With stressful work environments, life-and-death decisions and long hours, nurses in our modern healthcare system increasingly suffer from burnout and compassion fatigue.
Fifteen years ago, Mary E. Harris, CCRN, a cardiac ICU nurse at Yale New Haven Hospital and a board-certified holistic nurse, created a holistic retreat for the organization’s nurses to learn how to feel healthier and revitalized doing their life-saving work while avoiding burnout. Through discussion, presentations, journaling, yoga, drumming and guided meditation, the participating nurses delve into personal self-care beliefs and self-renewal practices.

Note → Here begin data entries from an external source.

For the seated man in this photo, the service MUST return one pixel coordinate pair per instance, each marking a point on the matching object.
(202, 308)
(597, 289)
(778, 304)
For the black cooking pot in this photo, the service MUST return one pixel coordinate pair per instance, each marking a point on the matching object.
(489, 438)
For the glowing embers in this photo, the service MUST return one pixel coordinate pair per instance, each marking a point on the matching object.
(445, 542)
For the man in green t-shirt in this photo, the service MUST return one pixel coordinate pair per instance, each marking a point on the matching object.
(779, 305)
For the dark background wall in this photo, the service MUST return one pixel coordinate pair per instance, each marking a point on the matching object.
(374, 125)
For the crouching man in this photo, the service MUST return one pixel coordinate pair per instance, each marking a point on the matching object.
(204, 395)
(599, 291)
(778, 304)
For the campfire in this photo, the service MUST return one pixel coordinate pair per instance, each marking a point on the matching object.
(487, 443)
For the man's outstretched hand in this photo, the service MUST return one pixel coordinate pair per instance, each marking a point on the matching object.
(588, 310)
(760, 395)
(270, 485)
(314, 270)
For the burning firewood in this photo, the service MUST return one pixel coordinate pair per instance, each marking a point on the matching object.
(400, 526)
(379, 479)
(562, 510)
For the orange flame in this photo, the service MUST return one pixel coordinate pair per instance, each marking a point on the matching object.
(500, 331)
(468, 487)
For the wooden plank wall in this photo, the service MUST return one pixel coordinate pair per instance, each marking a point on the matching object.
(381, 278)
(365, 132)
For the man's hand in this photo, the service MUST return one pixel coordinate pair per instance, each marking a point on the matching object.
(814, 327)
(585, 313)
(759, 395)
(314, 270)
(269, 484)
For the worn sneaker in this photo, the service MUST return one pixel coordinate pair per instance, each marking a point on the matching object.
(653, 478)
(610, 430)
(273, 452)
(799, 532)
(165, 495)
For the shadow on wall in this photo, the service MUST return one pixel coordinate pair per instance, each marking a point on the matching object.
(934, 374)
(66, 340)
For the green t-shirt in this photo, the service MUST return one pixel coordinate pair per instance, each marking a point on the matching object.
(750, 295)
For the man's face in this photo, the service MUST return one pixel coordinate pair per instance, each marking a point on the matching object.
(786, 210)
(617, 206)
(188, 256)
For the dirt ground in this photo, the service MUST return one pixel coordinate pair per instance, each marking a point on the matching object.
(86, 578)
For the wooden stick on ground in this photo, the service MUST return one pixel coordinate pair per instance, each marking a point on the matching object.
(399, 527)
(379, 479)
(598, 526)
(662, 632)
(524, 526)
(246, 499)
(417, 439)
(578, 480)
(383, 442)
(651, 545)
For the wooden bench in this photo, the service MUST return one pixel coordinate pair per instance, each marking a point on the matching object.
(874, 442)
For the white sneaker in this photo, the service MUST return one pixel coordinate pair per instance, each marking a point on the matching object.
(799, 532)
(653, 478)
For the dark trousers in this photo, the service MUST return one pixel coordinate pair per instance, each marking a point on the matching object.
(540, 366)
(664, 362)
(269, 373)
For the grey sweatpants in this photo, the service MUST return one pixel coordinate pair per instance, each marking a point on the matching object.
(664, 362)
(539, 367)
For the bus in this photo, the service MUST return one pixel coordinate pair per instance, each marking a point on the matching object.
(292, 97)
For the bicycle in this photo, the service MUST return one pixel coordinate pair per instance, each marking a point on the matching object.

Cathy Alvarez, RN, the assistant patient services manager at Yale New Haven Hospital’s Heart and Vascular Center, continues in Harris’ footsteps leading the monthly Nurture the Nurse retreats. In addition to being a certified holistic nurse and nurse manager and leader, Alvarez is a Reiki II practitioner.
As of April 2016, inpatient and outpatient nurses are also able to qualify for six contact hours by taking the eight-hour program, which is held one Friday a month September through June at the Mercy by the Sea Retreat and Conference Center, located in Madison, Connecticut. Combined with Alvarez’s promotion efforts—such as increasing communications with nursing managers and uploading program updates to the organization’s computer screensavers—the retreat is full each month with waitlists.
“Although our goal is to offer this amazing retreat to everyone in our organization, we need to focus our current resources on nurses. We maintain the number of nurses in each group at 12 to foster a sense of community and intimacy that allows them to talk more freely in the smaller group setting,” explains Alvarez, who began leading the program in September 2015. January’s retreat will focus on supporting the nurse leader, including assistant nurse managers, clinical nurse specialists, nursing directors and others.
The Nurture the Nurse retreat begins in the morning with one hour of self-care information and tools. The dynamics of energy, the barriers of taking care of ourselves at work and what nurses are currently doing are some of the subjects covered. “We put self-care into perspective versus doing regular things. We learn about power of the breath, simple yoga stretches, fruit-infused water, and so many other observations and ways to bring self-care to ourselves at home and at work,” says Alvarez.
Patrick Moore, ND, a nutritional scientist with an extensive background in nutritional and botanical medicine, then focuses on supplements, using food as medicine, super foods and more with the nurse participants. The day also includes yoga, a Djembe drum circle, self-reflection journaling time and guided imagery.
By understanding and heeding their own self-care needs and patterns of behavior, the nurses can better handle the stress of their positions and model healthier behavior for their patients and coworkers, states Alvarez.